Life is full of changes, some good, some bad, some that happen, some that require a leap, whether it’s a push or voluntary.
Change of the forcible kind hit me last week when the world jolted off its reassuring axis and crashed.
I have a fantastic blue-sky pendant made by a local silversmith-artisan-beautiful-person that is stamped on the back: “Freedom lies in being bold.” I bought it last year after looking at it and thinking about it, right before my trip to Montana, during which I crammed in two drive-throughs of America’s oldest national park and a friend’s wedding in one of the perfect places on Earth and my PZP training.
I wear it to try to be bold … wishing I could be as bold as it suggests. Knowing I fall well short of the mark. I wear it for courage, to take in the power of sunshine in the heavens … and I needed every ounce last week. His was more than mine.
I simply cannot – and so often don’t try to – express my gratitude enough that so many people love and enjoy the mustangs of Spring Creek Basin. Through ups and downs, amazement and sorrow, pain and frustration and the greatest joy I’ve ever known, I am grateful to all of you for coming along on this journey with me.
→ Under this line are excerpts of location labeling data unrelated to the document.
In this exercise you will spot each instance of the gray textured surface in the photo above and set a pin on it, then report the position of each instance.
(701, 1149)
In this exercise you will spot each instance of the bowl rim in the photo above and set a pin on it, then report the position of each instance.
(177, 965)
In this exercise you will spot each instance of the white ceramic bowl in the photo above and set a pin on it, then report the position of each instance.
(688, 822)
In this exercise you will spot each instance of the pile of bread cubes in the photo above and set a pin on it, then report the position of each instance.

For those of you I’ve met, for those of you I’ve met only through comments and emails, for those of you I’ve never met but have met the horses, fallen for them, tumbled head over heels for these incredible beings that live so simply, that have stirred the national conscience about what’s right and wrong with how we treat animals, each other, all our neighbors on this big blue round rocket in the infinite every-sphere we call home.
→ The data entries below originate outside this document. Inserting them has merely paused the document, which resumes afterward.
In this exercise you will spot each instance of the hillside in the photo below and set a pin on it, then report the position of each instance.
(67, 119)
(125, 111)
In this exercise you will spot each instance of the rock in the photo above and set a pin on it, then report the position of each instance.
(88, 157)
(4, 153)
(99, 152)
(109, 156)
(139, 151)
I am a loner. Pure and simple, I am the lonest of lone wolves. After almost four years of visiting the horses almost weekly, I finally realized one day this spring during a peaceful pleasant daydreaming hill-time with Alegre’s family (before Aurora’s arrival) that I think of myself as neither lonely NOR alone (“alone but not lonely”). I mean, duh. I’m with the horses.
But I love sharing them. With people. With YOU. Whether I know you or not, that you know the horses brings me the most incredible joy. When I’m not ranting (to myself) about the ills and craziness of the world (Norwegian dude goes and bombs people, then spends an hour and a half shooting people – KIDS?! – while dressed as a cop?!), near and far, I am thinking about how to share the beauty of their world, them, the beauty of a particular place and beings in the world that I have come to know so well, want everyone to love as much as I do.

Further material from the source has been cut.